Tessa is a gifted academic and, after completing a Master of Arts in Professional Community Education and Development, she was later awarded a Postgraduate Diploma in Pastoral Theology and a Postgraduate Diploma in Professional Research. Professional Doctoral studies in Practical Theology were to follow. But her calling to ordained ministry stems back to a much earlier time and how she felt when her grandmother read and talked to her about the Bible and Jesus’ ministry. It was a call that re-emerged when Tessa worked with young people in Liberia. ‘I had a strong sense that I had that call,’ says Tessa, ‘but I didn’t know how to articulate that.’

A major challenge came when she candidated for ministry in 2008 and was turned down at the assessment conference a year later. ‘Westminster College proved to be a saving grace for me, John Proctor was my tutor then and he provided great care, pastoral space and a listening ear which was very, very helpful. It was also a difficult and sad time personally because my mother had become very ill and I returned to Trinidad and Tobago to be with her for the last three months of her life.’

As a member of the United Reformed Church’s Black, Asian & Minority Ethnic (BAME) community, Tessa was one of a small core of women invited by the Revd Michael Jagessar, Secretary for Racial Justice and Multicultural Ministry (RJMM) – now Global and Intercultural Ministries - to form a group to empower and encourage other BAME women in the URC.

Tessa, by then studying for her doctorate in Practical Theology, was ready for the task and, from this, Cascades of Grace (COG) was formed. ‘Constance Coltman recognised the need to confront and change the existing mindset of her day; this is something that denominations are still grappling with in 2017. Cascades of Grace is also attempting to change mindsets and – by actively working with Global and Intercultural Ministries – we aim to become more visible and audible in the life of the denomination. Like Constance, we actively re-negotiate for a space “around the table”.

‘In challenging the system all those years ago, Constance directly changed things for women. She might not have realised it, but she started an all-out fight against oppressive and stereotypical hindrances to women’s ministry. Cascades of Grace needs to continue this with a difference emphasis today.’

Looking ahead, Tessa is hoping for a future where women will not be up against different processes and possibilities from men and that BAME women will have a place at the URC’s “table” of leadership and decision making. ‘As black, Asian and ethnic minority women, I also hope we don’t forget why we want to make ourselves audible and visible. We should always be bringing our differences, who we really are, and – when we get to the table – we shouldn’t just morph into being the same as everyone else.

‘If “daughters of dissent” are to hold true to that name, we have truly got to be persistent dissenters until what we are fighting for just becomes the norm’. To be a dissenter for me, today, centres on inclusivity and embracing difference – and to call people back to that. Constance came from such a background of privilege that she is an unlikely “saviour” for women fighting for ordination and within the BAME community we have people from all walks of life; though they may be perceived as underdogs.

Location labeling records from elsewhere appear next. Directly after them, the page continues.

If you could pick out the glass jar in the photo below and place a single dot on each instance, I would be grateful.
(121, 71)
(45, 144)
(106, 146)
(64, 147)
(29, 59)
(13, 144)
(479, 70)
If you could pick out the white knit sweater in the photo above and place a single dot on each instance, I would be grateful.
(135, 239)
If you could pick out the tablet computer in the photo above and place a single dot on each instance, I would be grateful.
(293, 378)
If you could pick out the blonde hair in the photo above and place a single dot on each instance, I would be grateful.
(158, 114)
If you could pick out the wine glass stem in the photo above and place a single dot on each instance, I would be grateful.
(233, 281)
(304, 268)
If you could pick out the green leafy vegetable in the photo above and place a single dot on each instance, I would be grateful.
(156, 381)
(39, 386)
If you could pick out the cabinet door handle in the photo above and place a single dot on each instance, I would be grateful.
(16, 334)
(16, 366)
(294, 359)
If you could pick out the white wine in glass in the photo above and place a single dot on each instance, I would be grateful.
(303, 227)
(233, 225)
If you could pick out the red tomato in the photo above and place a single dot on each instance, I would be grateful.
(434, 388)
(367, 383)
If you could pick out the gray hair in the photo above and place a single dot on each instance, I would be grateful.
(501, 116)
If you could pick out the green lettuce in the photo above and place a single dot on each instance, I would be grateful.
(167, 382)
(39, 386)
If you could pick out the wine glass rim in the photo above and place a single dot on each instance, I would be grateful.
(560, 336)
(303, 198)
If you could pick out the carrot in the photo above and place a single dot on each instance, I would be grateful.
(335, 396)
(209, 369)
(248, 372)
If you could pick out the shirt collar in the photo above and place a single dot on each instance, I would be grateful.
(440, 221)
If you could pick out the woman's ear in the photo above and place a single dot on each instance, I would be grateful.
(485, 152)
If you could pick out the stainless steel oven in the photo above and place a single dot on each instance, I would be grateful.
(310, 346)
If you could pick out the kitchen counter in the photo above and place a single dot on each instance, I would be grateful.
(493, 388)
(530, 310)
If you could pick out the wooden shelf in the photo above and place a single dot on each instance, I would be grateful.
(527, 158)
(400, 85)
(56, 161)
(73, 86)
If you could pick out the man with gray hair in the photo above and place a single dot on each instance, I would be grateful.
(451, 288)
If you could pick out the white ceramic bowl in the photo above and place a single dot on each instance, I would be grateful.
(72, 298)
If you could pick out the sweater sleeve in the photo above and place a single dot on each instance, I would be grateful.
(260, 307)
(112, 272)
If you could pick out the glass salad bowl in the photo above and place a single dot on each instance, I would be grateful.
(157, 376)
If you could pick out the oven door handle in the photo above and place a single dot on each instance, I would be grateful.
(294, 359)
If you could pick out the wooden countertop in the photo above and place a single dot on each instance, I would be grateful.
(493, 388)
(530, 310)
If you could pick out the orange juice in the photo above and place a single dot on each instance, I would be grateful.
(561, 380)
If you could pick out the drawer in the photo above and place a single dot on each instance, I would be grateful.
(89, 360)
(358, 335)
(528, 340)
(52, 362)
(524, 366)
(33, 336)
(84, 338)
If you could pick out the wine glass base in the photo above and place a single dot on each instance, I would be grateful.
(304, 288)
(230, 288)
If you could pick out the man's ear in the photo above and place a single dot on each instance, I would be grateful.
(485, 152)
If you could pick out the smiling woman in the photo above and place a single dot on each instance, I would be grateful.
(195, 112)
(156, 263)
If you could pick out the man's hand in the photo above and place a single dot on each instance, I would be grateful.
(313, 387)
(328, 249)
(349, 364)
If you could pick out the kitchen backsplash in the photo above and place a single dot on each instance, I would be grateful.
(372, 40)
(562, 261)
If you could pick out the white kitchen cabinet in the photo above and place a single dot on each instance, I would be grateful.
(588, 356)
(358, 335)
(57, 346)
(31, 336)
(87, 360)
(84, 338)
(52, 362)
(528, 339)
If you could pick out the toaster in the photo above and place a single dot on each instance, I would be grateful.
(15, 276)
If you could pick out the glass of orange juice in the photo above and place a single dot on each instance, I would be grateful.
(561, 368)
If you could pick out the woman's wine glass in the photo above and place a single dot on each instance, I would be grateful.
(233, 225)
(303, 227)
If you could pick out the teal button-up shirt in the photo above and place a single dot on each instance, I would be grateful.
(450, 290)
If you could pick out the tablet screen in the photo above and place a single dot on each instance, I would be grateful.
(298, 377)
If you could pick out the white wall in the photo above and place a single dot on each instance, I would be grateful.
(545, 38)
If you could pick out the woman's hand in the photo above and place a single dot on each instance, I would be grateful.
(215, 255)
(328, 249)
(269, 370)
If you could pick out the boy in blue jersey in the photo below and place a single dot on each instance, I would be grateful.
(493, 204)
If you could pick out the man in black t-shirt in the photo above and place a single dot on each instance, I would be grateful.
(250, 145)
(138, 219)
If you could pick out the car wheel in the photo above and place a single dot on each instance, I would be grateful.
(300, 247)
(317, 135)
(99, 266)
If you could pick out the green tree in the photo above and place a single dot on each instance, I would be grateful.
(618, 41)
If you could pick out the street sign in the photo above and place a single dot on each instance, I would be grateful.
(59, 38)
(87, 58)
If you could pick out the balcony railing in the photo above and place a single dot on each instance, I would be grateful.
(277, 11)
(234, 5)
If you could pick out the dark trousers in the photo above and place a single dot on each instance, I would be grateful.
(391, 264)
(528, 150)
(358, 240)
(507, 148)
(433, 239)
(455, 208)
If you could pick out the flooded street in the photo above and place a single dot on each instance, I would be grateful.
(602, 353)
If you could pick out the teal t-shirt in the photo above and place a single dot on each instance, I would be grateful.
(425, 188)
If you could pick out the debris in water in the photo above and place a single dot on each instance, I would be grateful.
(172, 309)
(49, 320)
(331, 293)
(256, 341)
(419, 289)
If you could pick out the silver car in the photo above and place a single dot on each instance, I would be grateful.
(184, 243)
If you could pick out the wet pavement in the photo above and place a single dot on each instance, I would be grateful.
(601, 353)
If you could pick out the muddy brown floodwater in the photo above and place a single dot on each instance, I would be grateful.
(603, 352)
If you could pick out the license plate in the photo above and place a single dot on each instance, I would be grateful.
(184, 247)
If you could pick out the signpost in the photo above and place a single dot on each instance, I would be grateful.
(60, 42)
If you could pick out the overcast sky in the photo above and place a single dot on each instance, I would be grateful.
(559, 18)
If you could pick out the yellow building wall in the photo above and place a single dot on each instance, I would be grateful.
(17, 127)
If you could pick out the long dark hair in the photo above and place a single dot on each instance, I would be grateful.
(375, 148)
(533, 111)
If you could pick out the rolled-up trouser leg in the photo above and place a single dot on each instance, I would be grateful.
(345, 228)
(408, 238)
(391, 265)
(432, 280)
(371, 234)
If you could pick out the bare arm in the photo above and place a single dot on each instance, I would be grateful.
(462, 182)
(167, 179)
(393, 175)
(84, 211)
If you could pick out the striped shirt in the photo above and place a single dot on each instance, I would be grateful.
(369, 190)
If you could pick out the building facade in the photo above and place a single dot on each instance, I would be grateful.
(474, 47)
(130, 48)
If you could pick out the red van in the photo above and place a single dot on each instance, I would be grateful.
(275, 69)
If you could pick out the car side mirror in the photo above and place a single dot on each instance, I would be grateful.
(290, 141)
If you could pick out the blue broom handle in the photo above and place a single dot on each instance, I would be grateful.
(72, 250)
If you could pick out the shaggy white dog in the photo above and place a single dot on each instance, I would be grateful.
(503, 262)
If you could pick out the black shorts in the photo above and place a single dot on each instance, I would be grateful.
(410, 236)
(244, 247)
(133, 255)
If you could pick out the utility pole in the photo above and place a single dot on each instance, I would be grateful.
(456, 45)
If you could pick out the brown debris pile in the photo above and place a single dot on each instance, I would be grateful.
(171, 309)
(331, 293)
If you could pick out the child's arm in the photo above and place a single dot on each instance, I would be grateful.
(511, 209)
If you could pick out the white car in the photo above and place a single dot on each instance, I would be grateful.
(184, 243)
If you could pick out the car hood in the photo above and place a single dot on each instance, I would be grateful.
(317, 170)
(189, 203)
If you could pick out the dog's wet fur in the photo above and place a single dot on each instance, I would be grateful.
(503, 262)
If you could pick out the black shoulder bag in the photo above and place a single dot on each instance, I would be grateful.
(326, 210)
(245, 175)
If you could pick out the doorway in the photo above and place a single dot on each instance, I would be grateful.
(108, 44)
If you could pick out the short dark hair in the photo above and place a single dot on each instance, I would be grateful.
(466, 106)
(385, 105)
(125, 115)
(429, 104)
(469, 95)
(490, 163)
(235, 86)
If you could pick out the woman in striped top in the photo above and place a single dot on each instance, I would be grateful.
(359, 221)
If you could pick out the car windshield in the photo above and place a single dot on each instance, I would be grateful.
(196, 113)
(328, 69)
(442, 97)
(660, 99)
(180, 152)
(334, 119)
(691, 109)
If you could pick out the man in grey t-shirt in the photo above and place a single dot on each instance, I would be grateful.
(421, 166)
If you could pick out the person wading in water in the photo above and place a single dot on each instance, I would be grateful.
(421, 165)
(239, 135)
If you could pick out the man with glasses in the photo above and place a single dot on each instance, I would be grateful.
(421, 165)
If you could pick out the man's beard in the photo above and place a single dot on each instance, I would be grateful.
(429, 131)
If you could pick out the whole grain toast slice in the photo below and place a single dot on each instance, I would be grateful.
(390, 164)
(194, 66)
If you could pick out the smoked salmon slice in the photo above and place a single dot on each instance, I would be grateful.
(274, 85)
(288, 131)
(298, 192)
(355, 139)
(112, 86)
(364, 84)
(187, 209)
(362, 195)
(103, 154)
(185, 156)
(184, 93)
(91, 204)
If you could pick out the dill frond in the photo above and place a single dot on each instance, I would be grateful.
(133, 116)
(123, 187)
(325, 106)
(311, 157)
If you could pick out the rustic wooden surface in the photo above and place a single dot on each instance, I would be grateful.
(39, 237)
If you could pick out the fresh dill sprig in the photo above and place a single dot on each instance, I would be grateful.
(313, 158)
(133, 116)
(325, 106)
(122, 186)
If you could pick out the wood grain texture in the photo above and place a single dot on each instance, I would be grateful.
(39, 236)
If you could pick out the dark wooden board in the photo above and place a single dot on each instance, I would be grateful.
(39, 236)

Some of us – like Constance – have not lived disadvantaged lives and, even though we have been up against the traditional systems and ways of working, we have navigated them quite well!

‘All of us should celebrate Constance’s determination in forging ahead, despite the obstacles put in front of her. She is an integral part of the tradition’s enabling legacy and while I am not sure that this was her intention, the fact is that her actions slowly began to make waves. It is not up to anyone to suggest that the world is not ready “for the likes of us”. If Constance had thought like that, ordination for women would have been further delayed in the Reformed tradition in the UK. She opened the door for the rest of us.’